Artists for Peace and Justice
- Founded: 2009
- Founder: Paul Haggis
- Type: Non-profit organization
- Location: Toronto, ON;
- Region served: Haiti
- Website: www.apjnow.org

= Artists for Peace and Justice =

Canadian non-profit organization

Artists for Peace and Justice is a non-profit organization founded in 2009 by Paul Haggis that encourages peace and social justice and addresses issues of poverty and enfranchisement in communities around the world. The organization’s immediate goal is to serve the poorest communities in Haiti with programs in education, healthcare, and dignity.

==Mission==
The goal is to foster economic growth and empower local communities.
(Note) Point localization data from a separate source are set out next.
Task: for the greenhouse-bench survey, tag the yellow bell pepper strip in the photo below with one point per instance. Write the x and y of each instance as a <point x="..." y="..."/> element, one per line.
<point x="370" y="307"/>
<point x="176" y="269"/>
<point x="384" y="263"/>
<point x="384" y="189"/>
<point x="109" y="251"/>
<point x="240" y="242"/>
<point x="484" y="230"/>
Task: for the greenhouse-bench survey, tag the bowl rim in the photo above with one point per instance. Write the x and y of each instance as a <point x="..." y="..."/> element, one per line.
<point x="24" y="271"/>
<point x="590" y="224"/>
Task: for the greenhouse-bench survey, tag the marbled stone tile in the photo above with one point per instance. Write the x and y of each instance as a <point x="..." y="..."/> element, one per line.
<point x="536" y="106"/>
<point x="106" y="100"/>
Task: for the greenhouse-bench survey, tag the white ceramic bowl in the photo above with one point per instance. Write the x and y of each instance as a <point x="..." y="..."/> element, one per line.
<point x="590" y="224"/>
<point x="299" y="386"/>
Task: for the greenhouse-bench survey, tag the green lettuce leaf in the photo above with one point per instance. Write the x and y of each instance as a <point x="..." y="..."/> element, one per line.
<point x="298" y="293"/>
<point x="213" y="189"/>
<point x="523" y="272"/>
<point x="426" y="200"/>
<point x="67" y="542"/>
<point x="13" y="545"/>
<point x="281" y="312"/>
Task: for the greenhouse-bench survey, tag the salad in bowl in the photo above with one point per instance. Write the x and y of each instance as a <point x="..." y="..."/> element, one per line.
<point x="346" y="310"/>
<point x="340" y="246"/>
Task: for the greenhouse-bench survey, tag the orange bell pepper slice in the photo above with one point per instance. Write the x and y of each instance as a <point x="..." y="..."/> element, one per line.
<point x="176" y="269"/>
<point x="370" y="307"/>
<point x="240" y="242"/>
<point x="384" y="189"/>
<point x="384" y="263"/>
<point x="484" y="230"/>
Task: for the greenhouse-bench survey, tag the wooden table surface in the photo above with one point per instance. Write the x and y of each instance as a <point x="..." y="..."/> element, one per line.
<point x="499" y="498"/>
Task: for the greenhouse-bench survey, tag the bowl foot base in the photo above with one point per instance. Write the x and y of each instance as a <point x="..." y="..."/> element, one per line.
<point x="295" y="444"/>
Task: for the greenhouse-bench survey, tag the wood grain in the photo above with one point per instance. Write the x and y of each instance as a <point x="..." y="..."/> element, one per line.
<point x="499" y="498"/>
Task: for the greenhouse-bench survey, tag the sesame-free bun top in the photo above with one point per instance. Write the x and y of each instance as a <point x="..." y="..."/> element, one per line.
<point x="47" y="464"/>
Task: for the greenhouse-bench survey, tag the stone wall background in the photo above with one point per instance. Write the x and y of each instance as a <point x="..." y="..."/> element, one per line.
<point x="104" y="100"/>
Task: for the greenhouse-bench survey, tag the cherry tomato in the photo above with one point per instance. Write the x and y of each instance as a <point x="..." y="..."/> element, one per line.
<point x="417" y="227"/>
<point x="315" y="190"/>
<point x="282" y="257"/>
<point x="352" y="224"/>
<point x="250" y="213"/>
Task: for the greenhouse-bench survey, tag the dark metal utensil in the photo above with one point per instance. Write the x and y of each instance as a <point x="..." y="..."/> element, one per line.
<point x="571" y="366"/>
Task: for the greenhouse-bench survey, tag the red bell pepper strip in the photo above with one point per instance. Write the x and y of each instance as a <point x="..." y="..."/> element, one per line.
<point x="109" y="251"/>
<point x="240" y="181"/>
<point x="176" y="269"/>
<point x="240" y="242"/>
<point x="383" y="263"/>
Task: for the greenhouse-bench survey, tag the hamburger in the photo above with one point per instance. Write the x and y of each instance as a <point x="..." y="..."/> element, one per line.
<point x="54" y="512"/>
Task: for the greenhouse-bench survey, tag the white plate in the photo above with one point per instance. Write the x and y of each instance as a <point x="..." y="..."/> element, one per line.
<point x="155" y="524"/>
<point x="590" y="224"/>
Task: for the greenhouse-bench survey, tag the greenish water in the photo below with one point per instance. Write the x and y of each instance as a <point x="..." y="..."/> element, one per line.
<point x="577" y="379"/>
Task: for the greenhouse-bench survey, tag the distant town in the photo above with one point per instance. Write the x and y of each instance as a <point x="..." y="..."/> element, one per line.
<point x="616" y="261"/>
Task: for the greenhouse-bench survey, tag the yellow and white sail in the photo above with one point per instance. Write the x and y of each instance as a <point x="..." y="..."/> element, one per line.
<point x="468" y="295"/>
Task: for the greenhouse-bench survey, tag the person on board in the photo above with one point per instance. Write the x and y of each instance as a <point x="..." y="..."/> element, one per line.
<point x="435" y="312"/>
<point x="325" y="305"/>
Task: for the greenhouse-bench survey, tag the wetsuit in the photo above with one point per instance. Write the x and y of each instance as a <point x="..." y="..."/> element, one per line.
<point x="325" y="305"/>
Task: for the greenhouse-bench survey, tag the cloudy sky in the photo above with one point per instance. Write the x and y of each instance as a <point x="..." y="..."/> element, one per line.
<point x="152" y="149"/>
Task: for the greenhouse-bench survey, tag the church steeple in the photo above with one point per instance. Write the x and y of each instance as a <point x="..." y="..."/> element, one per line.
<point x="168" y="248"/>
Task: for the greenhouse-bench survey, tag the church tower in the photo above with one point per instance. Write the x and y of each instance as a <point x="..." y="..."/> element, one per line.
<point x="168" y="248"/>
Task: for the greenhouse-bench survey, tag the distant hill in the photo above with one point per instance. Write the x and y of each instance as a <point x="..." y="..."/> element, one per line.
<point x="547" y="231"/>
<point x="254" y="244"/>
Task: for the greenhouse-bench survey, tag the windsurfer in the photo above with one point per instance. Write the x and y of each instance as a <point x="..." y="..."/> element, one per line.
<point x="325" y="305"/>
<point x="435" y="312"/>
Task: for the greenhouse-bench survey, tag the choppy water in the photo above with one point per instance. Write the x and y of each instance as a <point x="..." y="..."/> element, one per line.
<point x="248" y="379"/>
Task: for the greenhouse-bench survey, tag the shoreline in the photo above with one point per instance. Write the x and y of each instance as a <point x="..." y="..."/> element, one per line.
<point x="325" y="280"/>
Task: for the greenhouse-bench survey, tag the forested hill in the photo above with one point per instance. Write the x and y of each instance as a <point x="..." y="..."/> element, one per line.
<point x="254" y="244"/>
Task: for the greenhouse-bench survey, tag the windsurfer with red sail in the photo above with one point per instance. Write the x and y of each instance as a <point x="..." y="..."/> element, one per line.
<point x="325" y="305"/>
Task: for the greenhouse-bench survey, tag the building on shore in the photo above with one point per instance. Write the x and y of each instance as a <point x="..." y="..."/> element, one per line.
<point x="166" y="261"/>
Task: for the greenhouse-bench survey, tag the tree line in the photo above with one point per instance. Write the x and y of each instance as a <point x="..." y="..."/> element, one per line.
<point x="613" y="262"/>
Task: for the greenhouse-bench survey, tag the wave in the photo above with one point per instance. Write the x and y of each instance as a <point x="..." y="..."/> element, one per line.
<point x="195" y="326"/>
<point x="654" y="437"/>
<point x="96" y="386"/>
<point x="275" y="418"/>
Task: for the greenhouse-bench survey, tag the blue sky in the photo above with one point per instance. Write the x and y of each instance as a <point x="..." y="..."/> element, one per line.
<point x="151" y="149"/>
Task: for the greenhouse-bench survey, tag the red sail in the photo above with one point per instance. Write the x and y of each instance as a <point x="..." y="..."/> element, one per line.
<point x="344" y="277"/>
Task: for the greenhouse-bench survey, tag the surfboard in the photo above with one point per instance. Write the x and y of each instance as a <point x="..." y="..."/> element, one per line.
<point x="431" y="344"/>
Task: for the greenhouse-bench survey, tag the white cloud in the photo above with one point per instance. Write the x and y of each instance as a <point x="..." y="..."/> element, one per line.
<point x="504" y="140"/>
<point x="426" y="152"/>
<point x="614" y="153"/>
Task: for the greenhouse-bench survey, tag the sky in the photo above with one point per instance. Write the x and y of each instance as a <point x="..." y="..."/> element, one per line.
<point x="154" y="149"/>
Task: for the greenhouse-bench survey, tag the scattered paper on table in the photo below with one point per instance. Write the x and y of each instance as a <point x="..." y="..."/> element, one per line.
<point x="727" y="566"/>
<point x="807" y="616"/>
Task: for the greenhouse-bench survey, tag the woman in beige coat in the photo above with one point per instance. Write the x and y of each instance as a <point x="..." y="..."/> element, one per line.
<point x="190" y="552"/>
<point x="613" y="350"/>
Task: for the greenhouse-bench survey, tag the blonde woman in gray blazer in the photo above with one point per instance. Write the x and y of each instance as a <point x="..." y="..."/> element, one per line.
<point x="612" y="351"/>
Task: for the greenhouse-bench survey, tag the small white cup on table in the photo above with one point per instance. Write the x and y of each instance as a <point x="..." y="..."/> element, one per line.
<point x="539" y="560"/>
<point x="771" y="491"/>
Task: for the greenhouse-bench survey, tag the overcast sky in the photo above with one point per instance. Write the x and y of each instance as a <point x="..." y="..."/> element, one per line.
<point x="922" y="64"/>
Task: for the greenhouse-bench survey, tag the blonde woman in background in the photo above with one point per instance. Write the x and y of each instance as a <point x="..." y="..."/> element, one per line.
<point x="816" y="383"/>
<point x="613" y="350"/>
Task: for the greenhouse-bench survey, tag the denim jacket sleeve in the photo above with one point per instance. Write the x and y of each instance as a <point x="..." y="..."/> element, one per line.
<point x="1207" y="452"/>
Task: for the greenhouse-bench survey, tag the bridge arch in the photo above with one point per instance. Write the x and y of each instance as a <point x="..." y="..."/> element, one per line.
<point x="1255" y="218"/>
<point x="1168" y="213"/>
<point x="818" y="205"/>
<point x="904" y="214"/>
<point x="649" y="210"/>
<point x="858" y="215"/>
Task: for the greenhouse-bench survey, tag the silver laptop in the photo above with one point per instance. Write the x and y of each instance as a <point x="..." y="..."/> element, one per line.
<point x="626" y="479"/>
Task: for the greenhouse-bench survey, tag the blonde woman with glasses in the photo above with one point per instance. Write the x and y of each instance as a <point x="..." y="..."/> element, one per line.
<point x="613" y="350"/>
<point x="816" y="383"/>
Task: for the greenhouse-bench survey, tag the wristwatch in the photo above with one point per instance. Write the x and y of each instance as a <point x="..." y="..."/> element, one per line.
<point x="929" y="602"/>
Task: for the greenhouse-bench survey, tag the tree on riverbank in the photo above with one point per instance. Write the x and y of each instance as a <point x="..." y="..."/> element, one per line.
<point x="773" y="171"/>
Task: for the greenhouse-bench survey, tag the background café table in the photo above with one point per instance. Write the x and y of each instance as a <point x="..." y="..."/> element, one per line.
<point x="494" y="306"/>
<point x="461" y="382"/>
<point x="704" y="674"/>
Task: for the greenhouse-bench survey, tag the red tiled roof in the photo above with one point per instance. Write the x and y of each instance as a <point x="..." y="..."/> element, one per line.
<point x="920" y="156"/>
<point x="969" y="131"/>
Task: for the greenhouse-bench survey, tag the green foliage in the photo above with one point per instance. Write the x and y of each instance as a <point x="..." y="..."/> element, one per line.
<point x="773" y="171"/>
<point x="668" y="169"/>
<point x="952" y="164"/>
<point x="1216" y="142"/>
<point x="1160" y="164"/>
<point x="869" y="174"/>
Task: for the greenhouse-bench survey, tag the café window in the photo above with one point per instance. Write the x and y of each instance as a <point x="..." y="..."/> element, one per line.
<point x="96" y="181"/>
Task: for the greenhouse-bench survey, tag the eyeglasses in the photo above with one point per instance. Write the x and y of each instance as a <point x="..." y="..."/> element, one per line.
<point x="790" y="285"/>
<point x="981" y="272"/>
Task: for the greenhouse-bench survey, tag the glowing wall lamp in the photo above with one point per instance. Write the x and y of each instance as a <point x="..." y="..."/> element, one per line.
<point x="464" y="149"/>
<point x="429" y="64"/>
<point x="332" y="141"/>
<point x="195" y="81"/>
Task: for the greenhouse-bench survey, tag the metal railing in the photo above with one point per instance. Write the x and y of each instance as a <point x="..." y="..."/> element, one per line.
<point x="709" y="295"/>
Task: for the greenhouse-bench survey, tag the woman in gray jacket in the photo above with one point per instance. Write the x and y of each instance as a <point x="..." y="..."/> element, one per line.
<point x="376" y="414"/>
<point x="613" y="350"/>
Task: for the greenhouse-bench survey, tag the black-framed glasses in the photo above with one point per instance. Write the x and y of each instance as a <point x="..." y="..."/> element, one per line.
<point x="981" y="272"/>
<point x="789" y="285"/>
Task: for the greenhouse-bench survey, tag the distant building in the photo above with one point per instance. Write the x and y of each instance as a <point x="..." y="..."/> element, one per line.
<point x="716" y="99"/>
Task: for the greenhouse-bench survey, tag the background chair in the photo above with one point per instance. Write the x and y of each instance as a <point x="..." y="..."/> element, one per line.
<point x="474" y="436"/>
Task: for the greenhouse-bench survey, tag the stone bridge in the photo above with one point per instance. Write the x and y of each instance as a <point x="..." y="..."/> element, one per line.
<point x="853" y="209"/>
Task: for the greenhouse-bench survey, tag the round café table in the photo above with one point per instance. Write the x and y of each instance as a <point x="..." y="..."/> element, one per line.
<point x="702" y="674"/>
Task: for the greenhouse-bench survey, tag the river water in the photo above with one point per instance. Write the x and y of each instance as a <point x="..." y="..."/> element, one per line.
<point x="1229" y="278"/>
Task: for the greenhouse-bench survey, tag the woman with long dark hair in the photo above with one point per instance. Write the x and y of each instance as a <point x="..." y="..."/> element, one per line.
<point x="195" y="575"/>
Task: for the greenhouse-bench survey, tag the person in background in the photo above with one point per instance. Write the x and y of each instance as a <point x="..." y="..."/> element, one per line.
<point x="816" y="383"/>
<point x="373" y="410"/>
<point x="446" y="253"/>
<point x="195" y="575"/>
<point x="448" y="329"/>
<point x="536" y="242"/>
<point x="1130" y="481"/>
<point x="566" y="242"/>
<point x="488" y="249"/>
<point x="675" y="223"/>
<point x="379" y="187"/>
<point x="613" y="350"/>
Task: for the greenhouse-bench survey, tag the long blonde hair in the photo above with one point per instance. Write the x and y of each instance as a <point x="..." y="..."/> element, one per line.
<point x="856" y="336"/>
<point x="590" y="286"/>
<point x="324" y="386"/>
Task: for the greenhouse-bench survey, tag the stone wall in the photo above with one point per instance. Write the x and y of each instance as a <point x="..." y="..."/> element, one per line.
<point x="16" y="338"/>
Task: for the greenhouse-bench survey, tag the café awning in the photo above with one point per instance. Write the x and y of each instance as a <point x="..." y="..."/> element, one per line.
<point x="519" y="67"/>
The main mission is to serve the poorest society in Haiti with courses in education, healthcare, and dignity, through the arts.

== History ==

APJ began after filmmaker Paul Haggis met Father Rick Frechette, an American doctor and community organizer working in Haiti. Father Frechette founded the St. Luke Foundation, a Haitian-run organization providing education, medical care, and humanitarian outreach to over 150,000 people per year. Inspired by the work of Father Frechette, Paul Haggis organized friends and colleagues to support the work of the St Luke Foundation, paying particular attention to its education programs and from this effort conceived APJ. The organization raises money to support Father Frachette's work in Haiti and the operations of the foundation's schools.

== Programs ==

The organization is currently focused on continuing the construction of the Academy for Peace and Justice in Port-au-Prince, which is administered by the St. Luke Foundation. The Academy opened in October 2010 to 400 students, and has expanded in each subsequent year, now educating 2,500 students.

In addition to expanding the secondary school, Artists for Peace and Justice began construction on a post-secondary school in 2013 called the Artists Institute of Haiti, a free college for art and technology in the coastal city of Jacmel.